「あの……お二人にお願いがあります」


 改まった様子を見せるサラに、それまで楽し気に談笑していた二人が小さく目を見開いた。

 普段のサラはどちらかというと大人しいタイプで、こういう風に改まった話をしたり、真剣な表情を浮かべるようなことはない。ラファエラ達は互いに顔を見合わせながら、真っすぐにサラへと向き直ってくれた。


「アザゼルとの婚約のこと…………もしもこの先、アザゼルが私との婚約を破棄したいと言ってきても、認めないでいただきたいのです」


 言いながらサラの瞳には涙が滲んで来た。先程、アザゼルの皮を被った悪魔と話していた時に処理しきれなかった驚きや悲しみ、やり場のない怒りや苦しみが一気に押し寄せてくる。

 ラファエラ達は驚きに目を見開くと、急いでサラへ駆け寄ろうとした。

 けれどサラは、首を横に振り俯くことも涙を拭うこともしない。真っすぐに前を見据え、二人に座るよう促した。


「ど、どういうことなの?サラちゃん」


 アザゼルの母親は困惑した表情でサラを見つめた。ソファの背に身を預けるようにして自身の胸を何度も撫でている。きっと、自分を落ち着かせたいのだろう。ラファエラはサラを見つめたまま眉間に皺を寄せた。


「アザゼルが……あなた達が婚約を解消するだなんてあり得ないでしょう?違う?」


 ラファエラの言葉にサラは唇を尖らせる。


(私だって、ついさっきまでそう思ってた)


 アザゼルと一緒にいると心地が良かった。楽しかった。結婚して、ずっとこんな穏やかな日々が続くのだとそう思っていた。

 けれど、アザゼルから『婚約破棄』の言葉を突き付けられたのは、紛れもない事実だ。どんなに信じがたくとも、その事実だけは受け入れなければならない。

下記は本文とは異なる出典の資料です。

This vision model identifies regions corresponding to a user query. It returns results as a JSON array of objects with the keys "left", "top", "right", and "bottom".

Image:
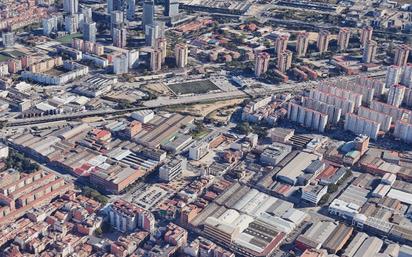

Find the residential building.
[
  {"left": 150, "top": 48, "right": 163, "bottom": 72},
  {"left": 296, "top": 31, "right": 309, "bottom": 57},
  {"left": 164, "top": 0, "right": 179, "bottom": 17},
  {"left": 108, "top": 199, "right": 155, "bottom": 232},
  {"left": 113, "top": 28, "right": 127, "bottom": 48},
  {"left": 159, "top": 158, "right": 187, "bottom": 182},
  {"left": 277, "top": 50, "right": 292, "bottom": 73},
  {"left": 175, "top": 44, "right": 189, "bottom": 68},
  {"left": 63, "top": 0, "right": 79, "bottom": 14},
  {"left": 387, "top": 84, "right": 406, "bottom": 107},
  {"left": 2, "top": 32, "right": 15, "bottom": 48},
  {"left": 255, "top": 52, "right": 270, "bottom": 77},
  {"left": 360, "top": 26, "right": 373, "bottom": 47},
  {"left": 301, "top": 185, "right": 327, "bottom": 205},
  {"left": 83, "top": 22, "right": 97, "bottom": 42},
  {"left": 338, "top": 28, "right": 351, "bottom": 51},
  {"left": 142, "top": 0, "right": 155, "bottom": 28},
  {"left": 393, "top": 44, "right": 411, "bottom": 66},
  {"left": 275, "top": 34, "right": 289, "bottom": 56},
  {"left": 316, "top": 30, "right": 330, "bottom": 53},
  {"left": 362, "top": 40, "right": 378, "bottom": 63},
  {"left": 385, "top": 65, "right": 402, "bottom": 88}
]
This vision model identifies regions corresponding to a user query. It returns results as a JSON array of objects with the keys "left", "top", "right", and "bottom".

「私は先ほど、アザゼルと会いました。そこで彼に言われたのです。私たちの婚約を破棄したい――――と」

「そんな、まさかっ」

「信じられないわ」


 ラファエラ達は口元を押さえながら、互いに顔を見合わせている。


「だってあの子、あんなにサラちゃんを可愛がっていたのに」

「そうよ!家にいたっていっつものろけ話ばかりするし、私が離婚して出戻った時だって『俺たちは姉さんみたいにはならないよ』なんて嫌味まで言ってきたのよ?そんなあの子が、まさか……」


 サラは二人に向かって小さく笑う。けれど、いつものように上手には笑えなかった。それだけで聡い二人にはサラの言うことが事実だと伝わったのだろう。二人とも悲し気な表情を浮かべた。